As we noted last Monday, the human suffering following Hurricane Maria 90 days ago continues to afflict our American brothers and sisters in Puerto Rico. Dana Milbank summarizes the current state of the island:
... Some 1,065 more Puerto Ricans died in September and October of this year than in previous years, almost certainly storm-related deaths, according to the Center for Investigative Journalism. When all is tallied, the destruction in Puerto Rico will be very much on par with what Trump considers “a real catastrophe like Katrina,” which killed about 1,800.
Incredibly, a large portion of the island remains without power — three months after the storm. It was reported this week that power may not be fully restored until May. Puerto Ricans — American citizens — are still awaiting tarps and temporary roofs to shelter them after an untold number of homes were destroyed.
A new report from Refugees International said, “Thousands of people still lack sustainable access to potable water and electricity and dry, safe places to sleep.” The group faulted the Federal Emergency Management Agency’s “bureaucratic and opaque assistance process” for leaving survivors with “enormous challenges.” [snip]
In October, when Trump was tossing “beautiful, soft” rolls of paper towels at Puerto Ricans, he offered lavish promises of aid and said Wall Street lenders were “going to say goodbye” to Puerto Rico’s $72 billion debt.
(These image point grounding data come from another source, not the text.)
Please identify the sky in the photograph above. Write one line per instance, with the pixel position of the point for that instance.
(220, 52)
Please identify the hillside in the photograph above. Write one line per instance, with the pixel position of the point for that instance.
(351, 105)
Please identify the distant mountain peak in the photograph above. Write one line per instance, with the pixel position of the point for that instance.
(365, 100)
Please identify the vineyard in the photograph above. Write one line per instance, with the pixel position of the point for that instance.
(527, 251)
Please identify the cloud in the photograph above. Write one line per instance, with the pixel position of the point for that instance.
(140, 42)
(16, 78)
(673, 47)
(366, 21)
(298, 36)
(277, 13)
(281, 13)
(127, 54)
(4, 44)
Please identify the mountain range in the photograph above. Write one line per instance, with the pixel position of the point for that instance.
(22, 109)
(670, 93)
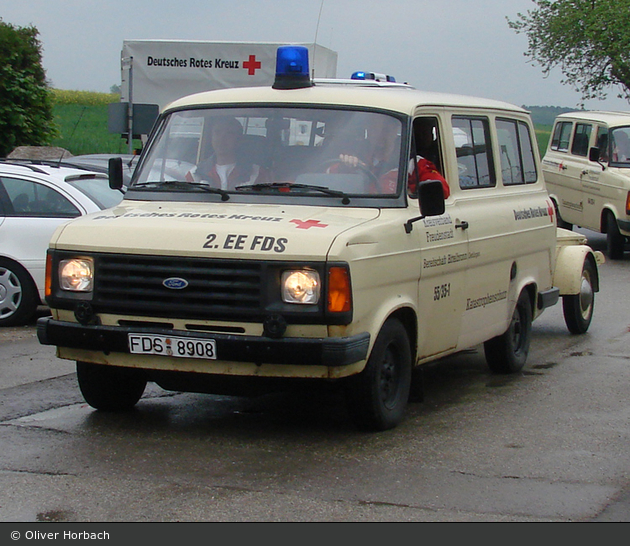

But the debt was not written off, and disaster-relief aid has been inadequate and piecemeal. Now, Trump and congressional Republicans are hitting Puerto Rico with an additional, man-made catastrophe.
The GOP tax bill, which Trump celebrated this week, treats Puerto Rico as a foreign country, imposing a 12.5 percent tax on the income companies there receive from intellectual property — a big hit to its crucial pharmaceutical and medical-device sector. Rather than give Puerto Rico special tax treatment, which it urgently needs, Trump and his congressional allies gave employers a powerful reason to move jobs off the island. (our emphasis)Dreamers
The future of the Obama- era Deferred Action for Childhood Arrivals (Dreamers) program is in limbo following failure by timid, spineless Democrats to use their leverage to include a fix in the recent continuing resolution. (If Democrats can find a way to de- energize-- if not screw-- their base, they'll sure try.) They can try again when the current continuing resolution expires, or they can finally push to get action on the DREAM Act to create long- term stability for 700,000 Dreamers. (If Democrats don't step up to the plate, they'll rightly be seen as occupying the same moral swamp on this issue as Republicans.)
Nevertheless, Republicans created this mess when Rump had Confederate States Attorney General Jefferson Beauregard Sessions III cancel the Dreamers program in September. Now Republicans are caught between their anti- immigrant, frothing base and their desire to save the necks of members running in swing districts. As Jonathan Blitzer reports:
... To minimize the political fallout from the cancellation, Trump called on lawmakers to pass legislation to restore the protections he had just ended. He set a deadline of March 5th for Congress to act. “Trump created this crisis, set a date to push recipients off of a cliff, and then left it to Congress to prevent it,” Cecilia Muñoz, a former Obama official who helped develop the DACA policy, told me. [snip]
Trump’s DACA deadline coincides with congressional primary season. Many incumbent Republicans will need to shore up their bases of support on the right, and others will be facing Steve Bannon-inspired conservative challengers; they won’t want to appear too conciliatory on a contentious issue like immigration.
Living up to their acronym under the racist Rump regime, Immigration and Customs Enforcement (ICE) under Homeland Security is considering pursuing a heartless strategy to discourage families with children from seeking refuge in the United States:
FAMILIES AND unaccompanied children detained at the Mexican border are often fleeing horrific conditions in Central American countries, especially El Salvador, Guatemala and Honduras, where violent gangs, drug trafficking and rampant criminality contribute to some of the world’s highest murder rates. Now the Trump administration, alarmed at the recent surge in border crossers, is considering a new strategy to deter them. The message: “You think your native country is cruel? America is even crueller.” [snip]
That’s the logic behind a proposal under consideration by Homeland Security Secretary Kirstjen Nielsen that would try to discourage migrant families from crossing the border by threatening to separate parents from their children when they are taken into custody in the United States.
If Ms. Nielsen gives the green light to break up migrant families, many of whom have plausible asylum claims, she would be responsible for a policy whose heartlessness would rival that of Executive Order 9066, which authorized the forcible internment of some 110,000 U.S. citizens and noncitizens of Japanese descent during World War II. Four decades after that act of mass inhumanity, President Ronald Reagan signed legislation formally apologizing for it.That's, of course, when ICE agents aren't
... stalking a 10-year-old girl with cerebral palsy’s ambulance and staking out her hospital room, classifying any person caught in an ICE raid as a “criminal” and [...] attempting to deport a journalist back to a country where he faced death at the hands of the drug cartels he’d exposed.If you feel like you're living in a different country than you were 12 months ago, you're not alone.